Quelle: Sozialatlas 2000 des Lahn-Dill-Kreises


1.   Bevölkerung

  • Im Lahn-Dill-Kreis leben zum 31.12.1999 insgesamt 263.904 Personen.
     
  • Der Anteil der weiblichen Bevölkerung liegt mit 51% über dem der männlichen Bevölkerung.

1.1. Bevölkerungsentwicklung 1990 bis 1999

  • Gemessen am durchschnittlichen Bevölkerungswachstum von 5,8% im Lahn-Dill-Kreis haben die Gemeinde Waldsolms mit 19,2% und die Stadt Aßlar mit 14,2% die höchsten Zuwachsraten.
  • Die niedrigste Bevölkerungszunahme verzeichnet die Stadt Wetzlar mit 1,8%, und die Gemeinde Siegbach hat einen Bevölkerungsverlust von - 0,9%.

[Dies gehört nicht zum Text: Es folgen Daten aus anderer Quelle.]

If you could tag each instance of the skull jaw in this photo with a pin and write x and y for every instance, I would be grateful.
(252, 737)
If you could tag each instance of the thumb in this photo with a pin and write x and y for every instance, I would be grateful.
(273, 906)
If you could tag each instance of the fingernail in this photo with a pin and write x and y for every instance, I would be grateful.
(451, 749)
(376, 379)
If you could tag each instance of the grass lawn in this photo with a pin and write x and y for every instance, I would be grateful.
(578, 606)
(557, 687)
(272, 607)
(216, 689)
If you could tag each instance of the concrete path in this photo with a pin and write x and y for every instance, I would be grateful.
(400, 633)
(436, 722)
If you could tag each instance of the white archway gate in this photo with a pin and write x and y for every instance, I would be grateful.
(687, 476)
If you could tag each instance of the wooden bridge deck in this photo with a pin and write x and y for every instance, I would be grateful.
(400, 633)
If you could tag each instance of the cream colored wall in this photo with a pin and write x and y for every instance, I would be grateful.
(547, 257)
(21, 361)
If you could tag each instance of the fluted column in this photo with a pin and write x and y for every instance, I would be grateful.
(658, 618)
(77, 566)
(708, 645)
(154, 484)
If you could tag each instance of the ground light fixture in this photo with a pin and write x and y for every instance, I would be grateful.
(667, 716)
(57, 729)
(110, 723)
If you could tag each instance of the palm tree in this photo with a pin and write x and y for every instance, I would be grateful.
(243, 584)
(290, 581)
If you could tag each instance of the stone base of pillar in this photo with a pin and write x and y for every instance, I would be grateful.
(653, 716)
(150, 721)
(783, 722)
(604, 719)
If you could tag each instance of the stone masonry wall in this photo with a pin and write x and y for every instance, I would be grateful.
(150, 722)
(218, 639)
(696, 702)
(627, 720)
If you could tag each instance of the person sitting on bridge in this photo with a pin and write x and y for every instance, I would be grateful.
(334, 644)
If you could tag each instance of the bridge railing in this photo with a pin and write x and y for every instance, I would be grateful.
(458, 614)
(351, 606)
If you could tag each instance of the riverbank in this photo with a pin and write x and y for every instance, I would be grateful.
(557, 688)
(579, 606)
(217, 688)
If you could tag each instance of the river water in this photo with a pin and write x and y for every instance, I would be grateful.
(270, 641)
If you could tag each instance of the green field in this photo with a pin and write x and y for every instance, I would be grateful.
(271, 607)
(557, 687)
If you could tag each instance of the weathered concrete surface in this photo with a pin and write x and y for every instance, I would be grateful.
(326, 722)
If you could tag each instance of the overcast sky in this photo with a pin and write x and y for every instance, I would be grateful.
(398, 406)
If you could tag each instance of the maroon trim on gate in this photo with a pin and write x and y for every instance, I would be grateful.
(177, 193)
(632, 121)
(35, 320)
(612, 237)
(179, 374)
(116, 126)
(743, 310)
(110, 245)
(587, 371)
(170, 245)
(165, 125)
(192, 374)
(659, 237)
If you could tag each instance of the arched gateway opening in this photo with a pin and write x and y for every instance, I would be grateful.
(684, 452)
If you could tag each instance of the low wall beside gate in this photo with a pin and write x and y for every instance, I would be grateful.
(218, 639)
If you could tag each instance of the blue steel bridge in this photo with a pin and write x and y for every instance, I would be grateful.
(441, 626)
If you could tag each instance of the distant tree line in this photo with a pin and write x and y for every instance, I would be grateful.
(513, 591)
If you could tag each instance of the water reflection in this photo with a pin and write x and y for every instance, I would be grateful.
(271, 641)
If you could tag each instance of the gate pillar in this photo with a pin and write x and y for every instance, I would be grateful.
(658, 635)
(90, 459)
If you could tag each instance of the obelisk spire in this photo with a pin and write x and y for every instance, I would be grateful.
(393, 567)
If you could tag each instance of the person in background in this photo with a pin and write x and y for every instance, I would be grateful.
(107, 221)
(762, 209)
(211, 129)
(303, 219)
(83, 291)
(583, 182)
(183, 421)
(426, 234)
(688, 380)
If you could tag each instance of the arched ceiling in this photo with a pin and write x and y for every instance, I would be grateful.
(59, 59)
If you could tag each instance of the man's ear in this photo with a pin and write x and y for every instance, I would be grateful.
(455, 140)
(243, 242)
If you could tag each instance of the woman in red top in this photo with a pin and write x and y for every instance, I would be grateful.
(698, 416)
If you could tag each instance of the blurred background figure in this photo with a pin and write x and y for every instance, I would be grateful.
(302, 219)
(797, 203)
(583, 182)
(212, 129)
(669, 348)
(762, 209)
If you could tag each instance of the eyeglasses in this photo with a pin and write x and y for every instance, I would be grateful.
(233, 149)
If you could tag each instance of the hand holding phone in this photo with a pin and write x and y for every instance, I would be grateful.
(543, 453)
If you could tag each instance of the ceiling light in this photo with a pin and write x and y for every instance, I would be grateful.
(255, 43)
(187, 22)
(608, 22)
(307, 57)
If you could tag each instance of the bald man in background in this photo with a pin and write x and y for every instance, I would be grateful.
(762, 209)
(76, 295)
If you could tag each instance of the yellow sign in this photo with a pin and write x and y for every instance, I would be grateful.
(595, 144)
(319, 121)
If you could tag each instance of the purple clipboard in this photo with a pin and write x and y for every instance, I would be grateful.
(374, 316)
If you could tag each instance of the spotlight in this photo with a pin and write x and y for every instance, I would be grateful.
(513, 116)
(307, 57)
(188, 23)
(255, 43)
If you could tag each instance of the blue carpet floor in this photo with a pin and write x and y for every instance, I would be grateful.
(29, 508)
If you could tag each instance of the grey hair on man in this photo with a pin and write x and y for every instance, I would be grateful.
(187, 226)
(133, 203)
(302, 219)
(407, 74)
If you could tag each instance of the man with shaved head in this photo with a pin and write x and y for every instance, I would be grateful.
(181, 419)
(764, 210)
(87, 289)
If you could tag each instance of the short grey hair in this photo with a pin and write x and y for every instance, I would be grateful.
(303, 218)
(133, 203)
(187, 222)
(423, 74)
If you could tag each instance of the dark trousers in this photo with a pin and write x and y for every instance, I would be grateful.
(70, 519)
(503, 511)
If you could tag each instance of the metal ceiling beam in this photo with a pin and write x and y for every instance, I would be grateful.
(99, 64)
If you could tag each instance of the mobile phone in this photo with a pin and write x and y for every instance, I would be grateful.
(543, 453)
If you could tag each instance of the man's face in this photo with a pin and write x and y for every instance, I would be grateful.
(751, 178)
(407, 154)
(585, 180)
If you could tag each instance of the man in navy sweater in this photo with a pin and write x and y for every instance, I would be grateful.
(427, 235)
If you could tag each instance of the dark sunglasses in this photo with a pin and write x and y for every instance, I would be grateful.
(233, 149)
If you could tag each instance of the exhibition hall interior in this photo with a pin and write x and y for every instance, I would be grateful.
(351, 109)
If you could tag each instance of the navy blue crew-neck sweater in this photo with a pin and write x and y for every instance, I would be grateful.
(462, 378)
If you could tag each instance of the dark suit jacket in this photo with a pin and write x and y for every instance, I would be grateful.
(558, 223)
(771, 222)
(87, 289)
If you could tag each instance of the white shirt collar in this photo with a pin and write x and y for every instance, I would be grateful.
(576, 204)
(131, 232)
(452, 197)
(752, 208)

1.2. Bevölkerungsstruktur nach Nationalität, Geschlecht und Altersgruppen

  • Der Anteil der nichtdeutschen Bevölkerung an der Gesamtbevölkerung beträgt 9,0%.
     
  • Bezogen auf die deutsche Gesamtbevölkerung liegt der Anteil der Frauen bei 51,0% und der Anteil der Männer bei 49,0%.
     
  • Bezogen auf die nichtdeutsche Bevölkerung liegt der Anteil der Männer bei 52,6% und der Anteil der Frauen bei 47,4%.
     
  • Der Anteil der nichtdeutschen Bevölkerung wird mit zunehmendem Alter geringer und beträgt in der Altersgruppe über 65 Jahre nur noch 2,8%.
     
  • Der Anteil der deutschen Bevölkerung unter 30 Jahren an der deutschen Gesamtbevölkerung liegt bei etwa 32,0%.
     
  • Der Anteil der nichtdeutschen Bevölkerung unter 30 Jahren an der nichtdeutschen Gesamtbevölkerung liegt bei etwa 52,0%.

 

2.  Beschäftigung

2.1. Beschäftigungsentwicklung 1995 bis 1999

  • Im Lahn-Dill-Kreis sind zum 31.12.1999 insgesamt 80.207 sozialversicherungspflichtig Beschäftigte verzeichnet.
     
  • Von 1995 bis 1999 ist im Lahn-Dill-Kreis ein Rückgang der sozialversicherungspflichtigen Beschäftigung um 2,4% festzustellen.
     
  • In dem Zeitraum 1995 bis 1999 verzeichnen die Städte Herborn und Haiger mit einem Rückgang der sozialversicherungspflichtigen Beschäftigtenquote um 6,0% die größten Verluste im Kreisgebiet.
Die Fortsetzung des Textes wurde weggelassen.